TD Canada Trust and Bank of Montreal said late Thursday they have raised mortgage rates by more than a third of a percentage point on three-, four- and five-year loans.
The changes reflect the rising cost of borrowing in the bond market, an inflation-sensitive financial marketplace where banks finance their mortgage lending.
Effective Friday, a five-year mortgage at both banks increases by .35 of a percentage point to 7.2 per cent, while a three-year closed term rises by the same amount to 7.05 per cent.
A one-year closed mortgage loan at TD Canada Trust falls by .3 of a percentage point to 6.35 per cent.
The changes suggest bond markets are worried about the future inflationary pressures from the proposed $700-billion U.S. government bailout of Wall Street banks, said TD Bank chief economist Don Drummond.
"We always did figure that adding $700 billion to the deficit of the United States would probably cause something like a 25 basis point [quarter point] increase in the longer-term interest rates and that seems to have already happened," said Drummond.
"[The bailout] does increase the risk to bonds. In just plain good old demand and supply that means there has to be an awful lot of bond issuance and there's a limited supply of people that want to buy them so it's natural that the price goes up," he added.
The interest rates on mortgages and other short-term borrowing are set based on the price of bonds. With lower demand for bonds and fears of inflation, rates have to rise to lure investors willing to part with their money.

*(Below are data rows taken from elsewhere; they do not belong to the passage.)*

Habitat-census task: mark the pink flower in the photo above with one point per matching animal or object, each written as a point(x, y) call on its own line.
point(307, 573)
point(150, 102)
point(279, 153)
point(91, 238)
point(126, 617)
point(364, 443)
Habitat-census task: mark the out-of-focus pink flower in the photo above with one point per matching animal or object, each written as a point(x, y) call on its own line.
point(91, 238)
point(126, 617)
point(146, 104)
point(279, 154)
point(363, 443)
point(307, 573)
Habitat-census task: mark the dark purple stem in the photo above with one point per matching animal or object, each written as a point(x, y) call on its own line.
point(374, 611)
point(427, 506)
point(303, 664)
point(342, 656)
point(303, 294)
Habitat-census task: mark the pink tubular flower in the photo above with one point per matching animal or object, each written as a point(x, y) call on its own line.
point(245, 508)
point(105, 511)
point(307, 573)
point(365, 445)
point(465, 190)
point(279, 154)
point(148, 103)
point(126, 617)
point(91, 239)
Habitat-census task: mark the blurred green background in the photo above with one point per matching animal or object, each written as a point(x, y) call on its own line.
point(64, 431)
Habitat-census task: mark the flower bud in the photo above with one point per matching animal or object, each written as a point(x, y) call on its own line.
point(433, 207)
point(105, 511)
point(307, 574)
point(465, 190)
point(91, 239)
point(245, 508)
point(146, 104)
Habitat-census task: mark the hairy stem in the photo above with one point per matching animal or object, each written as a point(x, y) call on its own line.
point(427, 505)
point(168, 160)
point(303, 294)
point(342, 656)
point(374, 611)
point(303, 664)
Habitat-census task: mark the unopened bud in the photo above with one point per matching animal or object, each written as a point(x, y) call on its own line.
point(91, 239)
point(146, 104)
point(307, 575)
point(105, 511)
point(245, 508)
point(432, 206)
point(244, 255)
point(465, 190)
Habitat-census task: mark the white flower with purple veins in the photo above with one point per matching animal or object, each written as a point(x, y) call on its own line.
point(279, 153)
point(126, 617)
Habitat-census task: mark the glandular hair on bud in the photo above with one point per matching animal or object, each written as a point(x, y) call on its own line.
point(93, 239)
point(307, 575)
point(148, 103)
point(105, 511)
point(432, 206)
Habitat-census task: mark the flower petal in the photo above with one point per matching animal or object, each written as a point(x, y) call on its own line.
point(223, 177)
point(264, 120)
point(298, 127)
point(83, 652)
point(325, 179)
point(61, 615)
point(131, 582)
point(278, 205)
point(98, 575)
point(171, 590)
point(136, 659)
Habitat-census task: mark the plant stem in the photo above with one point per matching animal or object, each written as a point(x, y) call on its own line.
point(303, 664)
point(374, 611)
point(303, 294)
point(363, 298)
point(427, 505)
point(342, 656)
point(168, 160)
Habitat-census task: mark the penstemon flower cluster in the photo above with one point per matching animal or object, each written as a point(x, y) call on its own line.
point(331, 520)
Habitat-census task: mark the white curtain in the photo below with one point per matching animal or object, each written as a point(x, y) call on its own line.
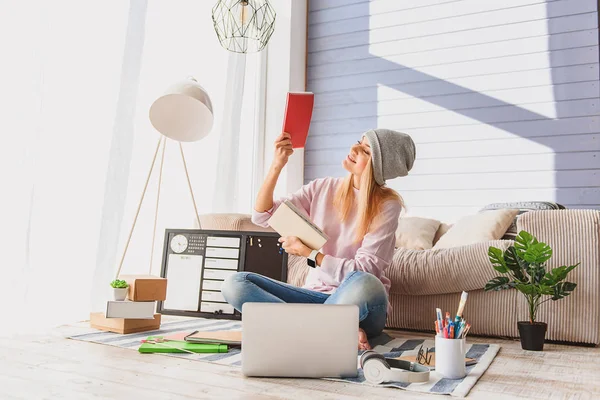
point(76, 84)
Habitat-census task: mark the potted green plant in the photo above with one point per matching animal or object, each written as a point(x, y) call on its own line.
point(525, 265)
point(120, 288)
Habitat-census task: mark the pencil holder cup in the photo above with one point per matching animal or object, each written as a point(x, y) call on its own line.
point(450, 357)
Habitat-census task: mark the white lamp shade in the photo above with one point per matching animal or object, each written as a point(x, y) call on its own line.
point(183, 113)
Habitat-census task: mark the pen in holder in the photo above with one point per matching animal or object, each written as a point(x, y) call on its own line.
point(450, 357)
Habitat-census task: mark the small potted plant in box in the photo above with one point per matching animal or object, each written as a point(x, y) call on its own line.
point(120, 288)
point(525, 265)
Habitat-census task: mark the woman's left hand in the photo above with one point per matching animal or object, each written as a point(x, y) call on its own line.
point(293, 245)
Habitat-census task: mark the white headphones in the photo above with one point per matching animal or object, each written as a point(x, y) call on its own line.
point(378, 369)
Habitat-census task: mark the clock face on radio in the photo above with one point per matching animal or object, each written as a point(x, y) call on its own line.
point(179, 243)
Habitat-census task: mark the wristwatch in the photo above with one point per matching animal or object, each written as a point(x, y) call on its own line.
point(312, 258)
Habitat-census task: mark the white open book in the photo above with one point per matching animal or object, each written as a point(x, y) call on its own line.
point(288, 220)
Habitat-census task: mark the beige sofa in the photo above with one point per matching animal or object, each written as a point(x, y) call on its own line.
point(425, 279)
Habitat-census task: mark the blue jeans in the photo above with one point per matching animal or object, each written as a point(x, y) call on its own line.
point(360, 288)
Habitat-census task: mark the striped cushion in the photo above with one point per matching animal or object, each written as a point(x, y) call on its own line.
point(522, 206)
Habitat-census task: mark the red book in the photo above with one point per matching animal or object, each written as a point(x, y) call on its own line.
point(298, 113)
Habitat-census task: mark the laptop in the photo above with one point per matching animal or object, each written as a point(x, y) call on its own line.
point(299, 340)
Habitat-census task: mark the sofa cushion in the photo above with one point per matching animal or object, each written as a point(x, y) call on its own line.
point(416, 233)
point(451, 270)
point(481, 227)
point(523, 207)
point(230, 222)
point(444, 227)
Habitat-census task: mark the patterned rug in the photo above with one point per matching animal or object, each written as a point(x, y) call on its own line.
point(390, 347)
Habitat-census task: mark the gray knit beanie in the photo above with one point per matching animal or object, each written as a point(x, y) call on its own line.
point(392, 153)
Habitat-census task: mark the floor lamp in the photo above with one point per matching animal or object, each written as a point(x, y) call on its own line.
point(183, 113)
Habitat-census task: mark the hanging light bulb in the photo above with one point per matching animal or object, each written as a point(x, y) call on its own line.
point(244, 26)
point(243, 5)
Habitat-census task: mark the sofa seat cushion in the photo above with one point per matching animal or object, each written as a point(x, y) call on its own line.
point(438, 271)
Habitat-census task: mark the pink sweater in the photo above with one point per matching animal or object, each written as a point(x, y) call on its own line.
point(342, 253)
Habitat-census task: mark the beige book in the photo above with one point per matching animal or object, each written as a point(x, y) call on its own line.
point(288, 220)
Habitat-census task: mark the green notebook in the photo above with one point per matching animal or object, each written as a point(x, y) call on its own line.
point(179, 346)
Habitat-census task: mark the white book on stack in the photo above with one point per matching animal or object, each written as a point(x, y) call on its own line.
point(130, 309)
point(288, 220)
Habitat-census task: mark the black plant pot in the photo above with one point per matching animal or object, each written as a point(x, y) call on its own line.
point(532, 335)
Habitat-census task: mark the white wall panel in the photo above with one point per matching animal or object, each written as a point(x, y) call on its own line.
point(501, 98)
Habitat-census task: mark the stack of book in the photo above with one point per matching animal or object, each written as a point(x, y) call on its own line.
point(137, 313)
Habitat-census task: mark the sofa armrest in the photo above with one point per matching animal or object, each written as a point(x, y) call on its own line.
point(229, 222)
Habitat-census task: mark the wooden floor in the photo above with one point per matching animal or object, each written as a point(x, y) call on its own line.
point(48, 366)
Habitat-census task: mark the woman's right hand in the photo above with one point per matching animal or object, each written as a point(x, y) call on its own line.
point(283, 150)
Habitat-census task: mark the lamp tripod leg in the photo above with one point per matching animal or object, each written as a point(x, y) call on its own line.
point(190, 185)
point(162, 163)
point(160, 140)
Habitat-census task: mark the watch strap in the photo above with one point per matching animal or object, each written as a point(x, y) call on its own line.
point(312, 259)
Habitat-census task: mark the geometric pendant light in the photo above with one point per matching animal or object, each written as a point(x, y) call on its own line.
point(243, 26)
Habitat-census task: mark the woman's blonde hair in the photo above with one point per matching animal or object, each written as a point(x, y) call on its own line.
point(371, 198)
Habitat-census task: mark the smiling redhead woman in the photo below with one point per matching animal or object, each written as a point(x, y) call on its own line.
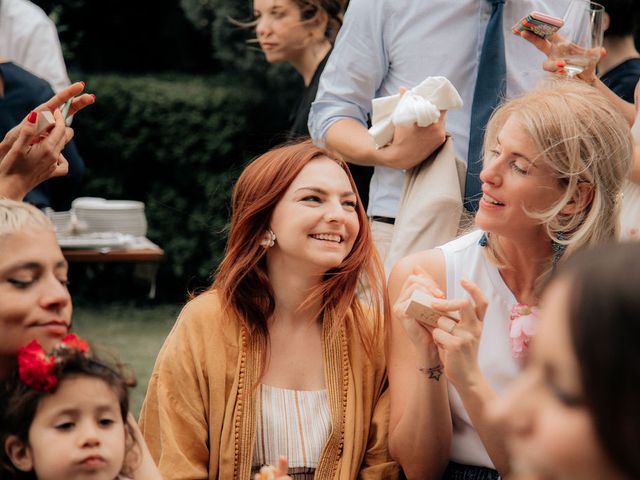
point(279, 358)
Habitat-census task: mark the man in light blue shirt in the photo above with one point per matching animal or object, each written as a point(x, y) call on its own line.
point(388, 44)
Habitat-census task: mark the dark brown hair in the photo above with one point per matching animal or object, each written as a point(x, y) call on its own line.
point(19, 403)
point(309, 10)
point(604, 323)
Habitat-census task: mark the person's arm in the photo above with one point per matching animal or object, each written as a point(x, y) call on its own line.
point(174, 419)
point(377, 462)
point(588, 75)
point(410, 145)
point(145, 468)
point(458, 348)
point(352, 77)
point(420, 425)
point(634, 174)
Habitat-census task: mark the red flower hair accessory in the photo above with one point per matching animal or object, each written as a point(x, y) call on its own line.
point(38, 370)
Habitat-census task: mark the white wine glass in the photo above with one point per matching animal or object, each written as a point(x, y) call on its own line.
point(579, 41)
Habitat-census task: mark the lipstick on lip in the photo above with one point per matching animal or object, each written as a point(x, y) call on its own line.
point(58, 327)
point(93, 461)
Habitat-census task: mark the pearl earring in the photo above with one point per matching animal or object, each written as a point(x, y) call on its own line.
point(268, 239)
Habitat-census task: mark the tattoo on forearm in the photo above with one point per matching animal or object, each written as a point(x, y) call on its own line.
point(434, 373)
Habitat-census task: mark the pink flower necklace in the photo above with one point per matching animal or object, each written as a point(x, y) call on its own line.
point(523, 322)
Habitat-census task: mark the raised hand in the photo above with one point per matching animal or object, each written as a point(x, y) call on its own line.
point(458, 341)
point(28, 158)
point(419, 333)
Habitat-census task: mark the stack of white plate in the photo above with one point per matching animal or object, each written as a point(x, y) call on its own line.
point(61, 220)
point(122, 216)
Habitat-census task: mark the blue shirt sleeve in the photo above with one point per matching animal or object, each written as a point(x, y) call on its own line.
point(355, 70)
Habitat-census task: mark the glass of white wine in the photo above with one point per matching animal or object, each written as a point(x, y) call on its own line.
point(579, 41)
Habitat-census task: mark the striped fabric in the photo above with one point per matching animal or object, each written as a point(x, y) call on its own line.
point(294, 423)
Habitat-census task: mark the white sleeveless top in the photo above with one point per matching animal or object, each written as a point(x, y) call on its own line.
point(630, 212)
point(464, 259)
point(293, 423)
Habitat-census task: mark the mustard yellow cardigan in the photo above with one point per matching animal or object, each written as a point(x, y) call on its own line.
point(199, 415)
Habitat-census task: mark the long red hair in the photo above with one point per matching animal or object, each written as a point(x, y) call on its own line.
point(242, 280)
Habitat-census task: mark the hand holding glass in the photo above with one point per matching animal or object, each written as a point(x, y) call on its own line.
point(579, 41)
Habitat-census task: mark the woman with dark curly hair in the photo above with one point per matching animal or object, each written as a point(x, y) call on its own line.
point(300, 32)
point(573, 413)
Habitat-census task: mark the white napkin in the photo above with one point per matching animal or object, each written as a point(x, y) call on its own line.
point(420, 105)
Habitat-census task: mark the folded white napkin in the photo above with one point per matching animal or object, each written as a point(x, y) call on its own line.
point(420, 105)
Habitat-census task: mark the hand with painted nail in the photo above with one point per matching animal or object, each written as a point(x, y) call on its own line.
point(557, 50)
point(458, 342)
point(24, 164)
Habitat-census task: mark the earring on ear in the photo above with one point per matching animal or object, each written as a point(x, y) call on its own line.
point(268, 239)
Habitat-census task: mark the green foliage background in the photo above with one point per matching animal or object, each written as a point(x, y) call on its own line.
point(183, 102)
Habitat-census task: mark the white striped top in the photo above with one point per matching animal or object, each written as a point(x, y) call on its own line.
point(293, 423)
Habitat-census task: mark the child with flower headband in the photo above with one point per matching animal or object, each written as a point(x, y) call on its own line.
point(65, 416)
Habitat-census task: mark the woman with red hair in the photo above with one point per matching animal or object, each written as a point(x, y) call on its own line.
point(278, 357)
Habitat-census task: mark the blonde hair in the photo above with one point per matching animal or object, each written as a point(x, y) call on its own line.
point(584, 139)
point(15, 216)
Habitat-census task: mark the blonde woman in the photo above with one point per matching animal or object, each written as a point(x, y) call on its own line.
point(555, 161)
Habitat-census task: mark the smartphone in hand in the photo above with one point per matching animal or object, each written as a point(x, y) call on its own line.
point(539, 23)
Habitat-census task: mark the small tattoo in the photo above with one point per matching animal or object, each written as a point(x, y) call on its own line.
point(434, 372)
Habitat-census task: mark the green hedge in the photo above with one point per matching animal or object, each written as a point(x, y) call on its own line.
point(176, 143)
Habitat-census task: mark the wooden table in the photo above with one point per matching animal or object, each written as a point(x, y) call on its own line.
point(146, 255)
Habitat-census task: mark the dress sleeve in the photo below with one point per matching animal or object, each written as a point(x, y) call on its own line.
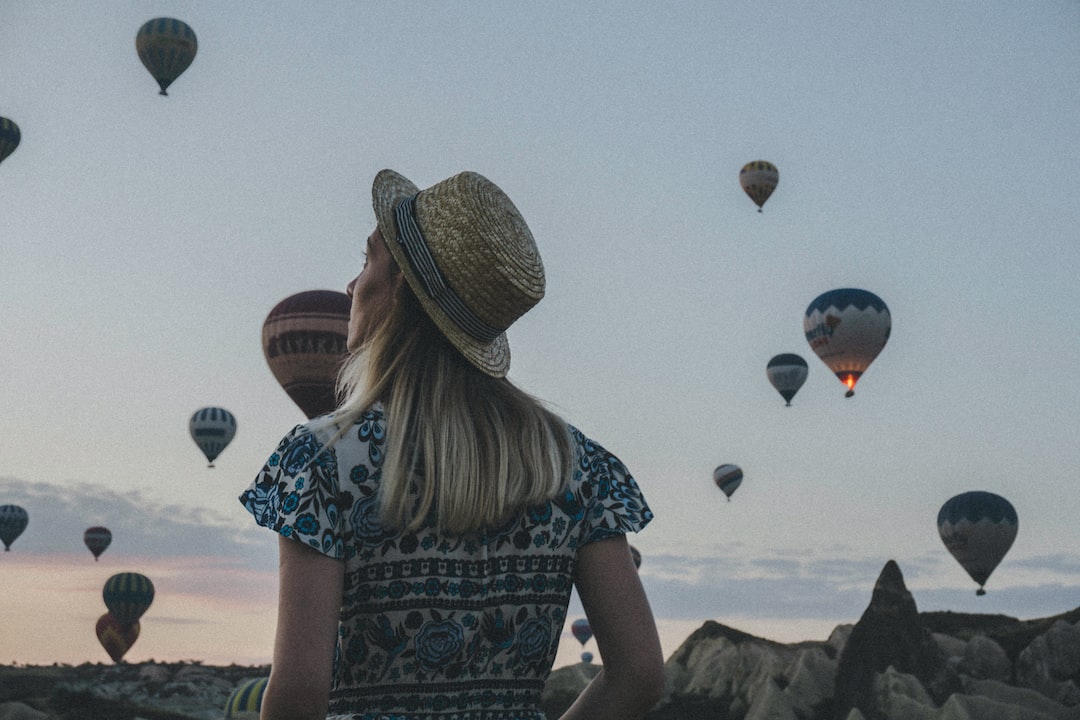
point(296, 493)
point(612, 502)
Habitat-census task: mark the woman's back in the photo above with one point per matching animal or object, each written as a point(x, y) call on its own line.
point(433, 625)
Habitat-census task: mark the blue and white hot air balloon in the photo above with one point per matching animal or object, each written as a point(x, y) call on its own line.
point(977, 528)
point(786, 371)
point(728, 478)
point(212, 429)
point(847, 328)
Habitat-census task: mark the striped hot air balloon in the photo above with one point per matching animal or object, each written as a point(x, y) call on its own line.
point(166, 48)
point(728, 478)
point(116, 637)
point(847, 328)
point(212, 429)
point(786, 371)
point(13, 520)
point(246, 701)
point(758, 179)
point(127, 595)
point(977, 528)
point(10, 137)
point(304, 340)
point(97, 539)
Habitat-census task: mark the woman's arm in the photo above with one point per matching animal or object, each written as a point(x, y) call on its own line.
point(309, 602)
point(632, 679)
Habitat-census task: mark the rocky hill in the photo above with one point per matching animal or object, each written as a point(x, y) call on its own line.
point(893, 664)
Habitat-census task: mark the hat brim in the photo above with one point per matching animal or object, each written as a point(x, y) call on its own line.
point(388, 189)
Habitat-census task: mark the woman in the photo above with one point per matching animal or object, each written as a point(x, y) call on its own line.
point(431, 530)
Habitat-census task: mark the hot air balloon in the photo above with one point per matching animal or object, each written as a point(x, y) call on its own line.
point(304, 340)
point(13, 520)
point(758, 179)
point(246, 701)
point(977, 528)
point(116, 637)
point(581, 630)
point(728, 478)
point(212, 429)
point(97, 539)
point(786, 372)
point(9, 137)
point(847, 328)
point(166, 48)
point(127, 595)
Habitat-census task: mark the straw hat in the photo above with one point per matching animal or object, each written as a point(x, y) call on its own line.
point(468, 255)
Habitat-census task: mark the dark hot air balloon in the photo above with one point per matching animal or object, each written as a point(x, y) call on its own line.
point(127, 595)
point(212, 429)
point(304, 340)
point(97, 539)
point(847, 328)
point(116, 637)
point(786, 372)
point(728, 478)
point(581, 630)
point(977, 528)
point(758, 179)
point(10, 137)
point(166, 48)
point(13, 520)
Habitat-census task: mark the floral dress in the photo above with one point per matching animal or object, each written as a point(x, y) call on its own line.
point(435, 627)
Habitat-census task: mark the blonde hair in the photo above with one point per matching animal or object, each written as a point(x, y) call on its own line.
point(462, 446)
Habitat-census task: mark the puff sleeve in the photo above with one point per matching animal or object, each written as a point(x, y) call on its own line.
point(296, 493)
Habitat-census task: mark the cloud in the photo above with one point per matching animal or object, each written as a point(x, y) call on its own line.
point(143, 530)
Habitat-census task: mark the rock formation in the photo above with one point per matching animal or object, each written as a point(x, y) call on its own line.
point(889, 635)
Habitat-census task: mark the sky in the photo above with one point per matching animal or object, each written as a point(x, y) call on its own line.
point(928, 152)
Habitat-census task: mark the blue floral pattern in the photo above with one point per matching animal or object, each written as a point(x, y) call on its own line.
point(437, 627)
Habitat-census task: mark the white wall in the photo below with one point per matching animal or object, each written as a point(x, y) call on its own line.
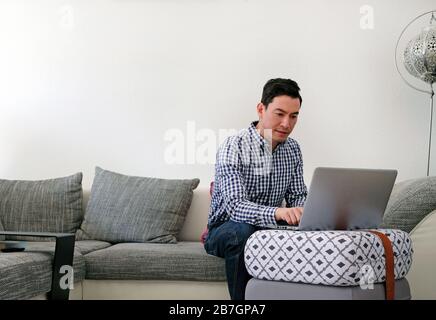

Other interest rates in the economy — from consumer and car loans to mortgage rates tied to the prime rate — are affected by the Bank of Canada trend-setting rate, which is expected to fall or remain stable over the next few months at least.
On Thursday, U.S. congressional Republicans and Democrats reported agreement in principle on a bailout of the financial industry. They said they would present it to the Bush administration in hopes of a vote within days.
The bailout is expected to push up inflation and force the U.S. Federal Reserve Board to raise rates in the future.
Thursday's mortgage rate increases also come a day after the Merrill Lynch brokerage warned that Canadian households are so indebted that it's only a matter of time before the housing market turns down, as has already happened in the United States.
The Merrill Lynch Canada report by economists David Wolf and Carolyn Kwan acknowledged that the analysis is more pessimistic than the prevailing view. However, there are parallels with what happened in the United States in early-to-mid 2006 when housing prices started going down.
"There are parallels here and there is risk here that's perhaps not being properly acknowledged," said Wolf. "We may have started from a better place but Canadians are over time starting to borrow as much as Americans and the British."